My name is Saatvik and I am an aspiring rider. I am a full time student at Stony Brook University, majoring in Computer Science and Applied Mathematics and Statistics. I have loved motorcycles since I was child (all because I watched Dhoom, if you know you know). I do not currently have a motorcycle, but that will change soon. I've had my license for over a year however so it's just a matter of buying one!
My analysis on motorcycle deaths was done using a variety of technologies.
I used the FARS dataset from the National Highway Transport Agency (NHTSA). I used data from 2021, 2020, and 2019, as these were the latest available datasets.

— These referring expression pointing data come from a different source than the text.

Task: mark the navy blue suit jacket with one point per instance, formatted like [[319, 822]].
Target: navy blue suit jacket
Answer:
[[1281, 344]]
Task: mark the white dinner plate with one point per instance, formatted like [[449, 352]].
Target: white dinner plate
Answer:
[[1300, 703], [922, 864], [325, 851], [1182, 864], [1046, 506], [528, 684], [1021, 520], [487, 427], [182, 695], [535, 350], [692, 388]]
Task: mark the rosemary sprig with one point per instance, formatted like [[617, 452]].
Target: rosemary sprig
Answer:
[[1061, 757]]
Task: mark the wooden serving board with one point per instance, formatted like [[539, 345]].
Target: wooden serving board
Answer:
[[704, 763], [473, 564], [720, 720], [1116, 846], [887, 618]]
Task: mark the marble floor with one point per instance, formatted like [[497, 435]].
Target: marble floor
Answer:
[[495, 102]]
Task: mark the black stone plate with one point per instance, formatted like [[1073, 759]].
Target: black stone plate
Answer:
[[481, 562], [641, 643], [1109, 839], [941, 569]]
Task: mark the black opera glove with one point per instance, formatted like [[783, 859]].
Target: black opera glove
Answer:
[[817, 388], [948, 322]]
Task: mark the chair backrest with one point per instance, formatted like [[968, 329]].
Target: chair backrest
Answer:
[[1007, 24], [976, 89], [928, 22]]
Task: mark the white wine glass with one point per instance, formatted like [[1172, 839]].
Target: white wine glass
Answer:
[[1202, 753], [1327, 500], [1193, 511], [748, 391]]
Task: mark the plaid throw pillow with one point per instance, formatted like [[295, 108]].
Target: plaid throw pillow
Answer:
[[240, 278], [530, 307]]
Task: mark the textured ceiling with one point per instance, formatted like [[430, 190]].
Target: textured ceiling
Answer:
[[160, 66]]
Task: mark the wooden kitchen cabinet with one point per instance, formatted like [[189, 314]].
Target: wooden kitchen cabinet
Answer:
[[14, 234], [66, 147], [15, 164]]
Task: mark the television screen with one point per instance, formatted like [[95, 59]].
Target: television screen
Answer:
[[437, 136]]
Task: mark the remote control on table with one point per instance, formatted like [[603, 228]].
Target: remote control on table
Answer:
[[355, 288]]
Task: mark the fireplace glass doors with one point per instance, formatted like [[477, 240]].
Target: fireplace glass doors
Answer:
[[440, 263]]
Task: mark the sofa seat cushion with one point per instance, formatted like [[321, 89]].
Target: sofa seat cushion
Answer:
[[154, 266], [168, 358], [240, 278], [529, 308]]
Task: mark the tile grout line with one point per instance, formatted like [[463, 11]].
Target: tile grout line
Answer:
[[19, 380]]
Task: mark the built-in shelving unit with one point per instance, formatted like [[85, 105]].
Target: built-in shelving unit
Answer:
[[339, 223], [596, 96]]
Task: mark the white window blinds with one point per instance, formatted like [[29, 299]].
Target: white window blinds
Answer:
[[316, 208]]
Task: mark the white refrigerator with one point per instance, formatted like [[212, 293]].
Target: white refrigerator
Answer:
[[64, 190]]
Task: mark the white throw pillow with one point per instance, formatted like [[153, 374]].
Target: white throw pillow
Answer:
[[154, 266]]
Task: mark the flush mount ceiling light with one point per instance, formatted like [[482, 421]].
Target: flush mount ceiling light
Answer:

After downloading the csv files for the FARS dataset, I used Python in a Jupyter notebook environment to extract all necessary information. I performed any necessary data cleaning and prepared it for database insertion.
Uploaded the data to a database hosted by PlanetScale, a MySQL compatible database.
Using a combination of SQL and Python, I performed EDA on the dataset. I also used various libraries for plots, to help in this process. I also took my finding and cross referenced them with some studies, which you can check out in the EDA section.
Used Random Forest to create a model that accurately predicts crash severity (Fatal, severe, mild, no apparent, possible injury). Attained an 81% accuracy rate!